Main menu

Navigation

CESM 1.2.2 Error at csm_share library build stage

11 posts / 0 new
Last post
leanne.wake@...
CESM 1.2.2 Error at csm_share library build stage

Hi-

I'm trying to build a new case on our cluster and am unable to get past the stage of building the required libraries.
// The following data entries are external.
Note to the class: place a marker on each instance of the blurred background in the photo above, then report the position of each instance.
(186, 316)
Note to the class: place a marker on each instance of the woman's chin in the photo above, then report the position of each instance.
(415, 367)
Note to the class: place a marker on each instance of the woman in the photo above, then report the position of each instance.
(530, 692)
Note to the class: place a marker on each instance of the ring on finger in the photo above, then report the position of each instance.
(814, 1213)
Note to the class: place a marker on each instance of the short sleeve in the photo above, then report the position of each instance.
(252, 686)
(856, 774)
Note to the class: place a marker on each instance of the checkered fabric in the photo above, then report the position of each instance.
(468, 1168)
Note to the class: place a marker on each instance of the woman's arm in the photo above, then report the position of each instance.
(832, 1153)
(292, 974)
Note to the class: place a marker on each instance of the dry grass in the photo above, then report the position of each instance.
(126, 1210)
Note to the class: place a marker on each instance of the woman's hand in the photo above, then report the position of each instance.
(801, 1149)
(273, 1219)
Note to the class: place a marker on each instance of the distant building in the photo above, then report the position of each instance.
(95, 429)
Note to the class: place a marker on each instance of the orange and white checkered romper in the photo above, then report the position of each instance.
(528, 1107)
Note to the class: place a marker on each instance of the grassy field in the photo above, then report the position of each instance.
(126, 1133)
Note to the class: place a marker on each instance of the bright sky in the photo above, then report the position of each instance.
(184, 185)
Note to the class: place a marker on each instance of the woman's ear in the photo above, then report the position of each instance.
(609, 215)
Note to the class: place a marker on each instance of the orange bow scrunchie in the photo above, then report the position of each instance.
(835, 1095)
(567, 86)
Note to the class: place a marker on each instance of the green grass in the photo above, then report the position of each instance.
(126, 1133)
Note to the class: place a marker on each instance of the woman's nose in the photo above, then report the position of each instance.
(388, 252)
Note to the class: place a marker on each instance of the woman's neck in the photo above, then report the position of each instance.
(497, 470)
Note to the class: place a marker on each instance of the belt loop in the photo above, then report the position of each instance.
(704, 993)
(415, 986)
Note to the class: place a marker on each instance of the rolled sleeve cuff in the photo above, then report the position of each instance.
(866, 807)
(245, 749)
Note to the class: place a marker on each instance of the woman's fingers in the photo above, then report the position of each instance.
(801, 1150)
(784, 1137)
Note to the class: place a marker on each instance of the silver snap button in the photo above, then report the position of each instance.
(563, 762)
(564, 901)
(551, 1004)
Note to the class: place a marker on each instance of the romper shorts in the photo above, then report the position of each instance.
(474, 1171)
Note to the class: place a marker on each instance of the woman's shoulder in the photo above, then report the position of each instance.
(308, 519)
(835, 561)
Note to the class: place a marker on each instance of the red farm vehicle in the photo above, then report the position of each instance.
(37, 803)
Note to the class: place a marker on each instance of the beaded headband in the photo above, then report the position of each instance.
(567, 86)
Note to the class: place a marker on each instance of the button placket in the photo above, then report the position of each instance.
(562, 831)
The terminal displays this error

ERROR: buildlib.csm_share failed, see /home/leanneW/CESM_Work/cesm1_2_2/scripts/test2/execdir/intel/openmpi/nodebug/nothreads/csm_share.bldlog.170112-095700

the csm_share buildlog ends with the following error:

cesm1_2_2/models/drv/shr/seq_io_mod.F90(1170): error #6404: This name does not have a type, and must have an explicit type.   [PIO_UNLIMITED]

      rcode = pio_def_dim(cpl_io_file,'time',PIO_UNLIMITED,dimid(1))
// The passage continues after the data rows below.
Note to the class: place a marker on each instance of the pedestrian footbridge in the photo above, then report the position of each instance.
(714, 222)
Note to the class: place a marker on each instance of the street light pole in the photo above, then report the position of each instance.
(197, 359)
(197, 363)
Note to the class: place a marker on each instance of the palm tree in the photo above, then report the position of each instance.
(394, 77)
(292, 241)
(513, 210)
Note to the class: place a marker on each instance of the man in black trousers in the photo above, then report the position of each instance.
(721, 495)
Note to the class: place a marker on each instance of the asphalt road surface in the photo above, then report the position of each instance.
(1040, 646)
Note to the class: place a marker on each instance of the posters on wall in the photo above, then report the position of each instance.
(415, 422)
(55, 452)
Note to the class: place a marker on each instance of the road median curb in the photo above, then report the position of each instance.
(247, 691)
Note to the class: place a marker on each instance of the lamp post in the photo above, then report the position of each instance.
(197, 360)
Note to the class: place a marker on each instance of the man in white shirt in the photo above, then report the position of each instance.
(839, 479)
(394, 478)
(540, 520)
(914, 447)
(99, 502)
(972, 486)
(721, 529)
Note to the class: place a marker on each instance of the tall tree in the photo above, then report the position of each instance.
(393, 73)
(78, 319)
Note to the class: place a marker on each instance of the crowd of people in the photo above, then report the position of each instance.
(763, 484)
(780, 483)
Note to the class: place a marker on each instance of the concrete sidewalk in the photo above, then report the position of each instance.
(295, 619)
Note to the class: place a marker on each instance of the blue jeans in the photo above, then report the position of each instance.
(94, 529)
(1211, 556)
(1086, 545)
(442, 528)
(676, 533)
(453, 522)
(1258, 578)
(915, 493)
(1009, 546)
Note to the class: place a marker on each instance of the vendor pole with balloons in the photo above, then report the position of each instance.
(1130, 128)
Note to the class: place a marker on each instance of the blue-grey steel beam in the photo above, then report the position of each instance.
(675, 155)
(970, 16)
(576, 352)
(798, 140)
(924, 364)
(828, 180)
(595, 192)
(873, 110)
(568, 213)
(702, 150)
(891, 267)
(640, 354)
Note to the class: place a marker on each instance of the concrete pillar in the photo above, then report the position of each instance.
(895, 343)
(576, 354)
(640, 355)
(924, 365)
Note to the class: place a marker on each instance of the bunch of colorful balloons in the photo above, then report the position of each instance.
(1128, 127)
 I've seen this error listed on the forum before, but have not found a solution that works on our set-up. I've attached all the build logs and config.log. Any help to move forward is appreciated.  

 

Attachment: 
jedwards

Since you do not have a pnetcdf library PIO_UNLIMITED is defined in pio.F90 as NF90_UNLIMITED.  I don't see any reason that it wouldn't be defined at the point of the error, but there are a couple of things that you might try to resolve the problem.   Try building with the pnetcdf library, even if you don't use that library at runtime, its presence may solve this problem.  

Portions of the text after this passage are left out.